Monday, May 5, 2008

Run


I tend to be highly critical of books and movies about Boston, always looking for inauthenticity. The Afflecs are always, "We're from Bahston, we've got the accent." And I'm like, "No, you're from Cambridge. But thanks for advocating for the larger Boston metro area." Authors tend to overstate Boston landmarks, making egregious references to neighborhoods like Roxbury, Dorchester and Charlestown. In Run, Anne Patchett made mostly skillful remarks about landmarks, noting the Citgo sign on a drive to Cambridge, and referencing various T stations. In fact, knowing the city and knowing how small it really is and how various locations fit together, is key to the story.
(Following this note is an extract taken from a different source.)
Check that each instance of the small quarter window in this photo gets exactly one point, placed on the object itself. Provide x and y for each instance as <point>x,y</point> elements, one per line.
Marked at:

A prominent Boston Irish politician and his wife adopt two African American children after they couldn't have any more children (suspend your disbelief that such a mixing of races could happen 25 years ago in Boston) and Run takes place over the 24 hours after one of the grown sons is nearly hit by a car, save a strategic push from a woman who turns out to be his and his brother's biological mother. The woman's young daughter, Kenya, witnesses the event and over the course of the night details how she and her mother know the family, and how they have been secretly keeping tabs on the boys for years. This sort of anonymity and close proximity is so possible in a city like Boston. Save the transient college students, Bostonians live here for generations and the city is small enough that you can run into the same people over and over again. Blue blood Boston Brahmins live mere blocks from the city's poor in public housing.

Besides checking on the accuracy of references to my city, I also hold close a carefully edited book, one which keeps the economy of words in check. Fortunately this book held up on both accounts. I'll give it 4/5 netflix stars.


As a nice aside, my mom went to a reading by Ms. Patchett and had this book signed for me!